Shares of chip maker Nvidia (NVDA) are up $10.23, or 6%, at $179.64, after Evercore ISI’s C.J. Muse this morning reiterated an Outperform rating on the shares, and raised his price target to $250 from $180, based on his belief the company is creating “the industry standard” in artificial intelligence computing.
Muse relates having gone on a road show “the last few days” in New York and Boston with Nvidia’s CEO, Jen-Hsun Huang, CFO, Colette Kress, and the company’s head of investor relations, for meetings with investors.
He says the “major takeaway” of those meetings was that “management believes that investors still severely underestimates [sic] the impact of A.I. and the size of the potential market.”

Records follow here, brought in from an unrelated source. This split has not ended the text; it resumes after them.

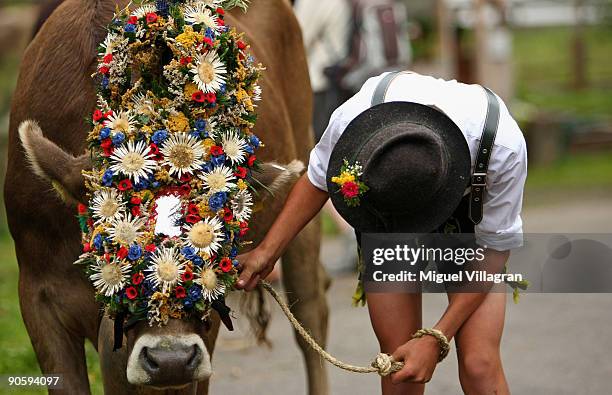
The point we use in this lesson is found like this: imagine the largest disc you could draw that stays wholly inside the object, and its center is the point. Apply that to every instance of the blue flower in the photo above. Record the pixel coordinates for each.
(255, 141)
(104, 133)
(188, 252)
(135, 252)
(98, 241)
(207, 167)
(118, 138)
(195, 292)
(198, 261)
(217, 201)
(200, 125)
(159, 136)
(107, 178)
(218, 160)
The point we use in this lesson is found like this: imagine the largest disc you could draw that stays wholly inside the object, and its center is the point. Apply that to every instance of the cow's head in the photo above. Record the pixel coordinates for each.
(174, 354)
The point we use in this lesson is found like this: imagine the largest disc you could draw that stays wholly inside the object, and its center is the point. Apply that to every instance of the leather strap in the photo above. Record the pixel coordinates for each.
(383, 86)
(478, 182)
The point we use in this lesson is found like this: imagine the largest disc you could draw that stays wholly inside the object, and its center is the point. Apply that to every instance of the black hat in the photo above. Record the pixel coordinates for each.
(416, 163)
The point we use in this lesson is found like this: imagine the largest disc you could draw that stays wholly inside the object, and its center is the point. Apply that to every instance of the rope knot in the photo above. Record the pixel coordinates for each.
(385, 364)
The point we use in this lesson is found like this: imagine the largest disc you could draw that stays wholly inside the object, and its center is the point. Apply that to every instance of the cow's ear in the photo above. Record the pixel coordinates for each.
(50, 162)
(272, 178)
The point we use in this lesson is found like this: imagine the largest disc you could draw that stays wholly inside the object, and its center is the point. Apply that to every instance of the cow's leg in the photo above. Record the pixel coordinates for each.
(305, 281)
(59, 350)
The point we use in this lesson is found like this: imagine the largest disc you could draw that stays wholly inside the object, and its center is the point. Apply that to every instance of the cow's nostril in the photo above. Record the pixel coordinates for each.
(148, 361)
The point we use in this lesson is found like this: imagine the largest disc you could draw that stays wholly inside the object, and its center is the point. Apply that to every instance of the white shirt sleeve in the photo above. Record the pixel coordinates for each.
(501, 227)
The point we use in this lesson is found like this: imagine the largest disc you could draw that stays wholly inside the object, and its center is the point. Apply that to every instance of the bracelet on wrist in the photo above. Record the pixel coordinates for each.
(443, 342)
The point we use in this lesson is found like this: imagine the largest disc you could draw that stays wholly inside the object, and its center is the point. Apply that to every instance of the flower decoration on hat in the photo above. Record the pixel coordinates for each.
(349, 183)
(172, 127)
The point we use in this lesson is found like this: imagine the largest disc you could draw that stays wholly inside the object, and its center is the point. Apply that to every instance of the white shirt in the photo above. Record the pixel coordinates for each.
(501, 227)
(325, 30)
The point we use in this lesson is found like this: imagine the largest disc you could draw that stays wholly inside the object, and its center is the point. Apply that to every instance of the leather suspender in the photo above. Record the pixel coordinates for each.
(478, 182)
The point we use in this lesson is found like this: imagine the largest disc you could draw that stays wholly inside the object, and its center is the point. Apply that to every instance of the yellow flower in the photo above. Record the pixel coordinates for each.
(189, 90)
(178, 123)
(188, 38)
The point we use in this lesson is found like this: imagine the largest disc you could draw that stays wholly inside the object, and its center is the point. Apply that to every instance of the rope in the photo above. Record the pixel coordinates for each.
(383, 364)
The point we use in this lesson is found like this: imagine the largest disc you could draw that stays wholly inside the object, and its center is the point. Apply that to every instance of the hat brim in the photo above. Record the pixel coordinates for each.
(361, 129)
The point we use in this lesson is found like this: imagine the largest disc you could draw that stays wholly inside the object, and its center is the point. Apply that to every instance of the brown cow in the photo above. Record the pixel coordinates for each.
(57, 300)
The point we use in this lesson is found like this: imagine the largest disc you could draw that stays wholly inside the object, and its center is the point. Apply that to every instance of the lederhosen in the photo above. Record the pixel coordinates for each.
(470, 210)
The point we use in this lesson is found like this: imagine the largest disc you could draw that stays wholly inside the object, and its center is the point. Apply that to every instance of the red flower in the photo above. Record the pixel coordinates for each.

For his part, Muse concludes that with a “first-mover advantage, its unified GPU architecture and a system level approach (including an extensive CUDA software ecosystem supported by $10B+ in historical R&D dollars),” the company has built “an industry standard for AI systems that will be nearly impossible to replicate.”
“NVDA dominates Training today, and looks to be the leader in Inference tomorrow,” he writes, referring to the two primary components of machine learning.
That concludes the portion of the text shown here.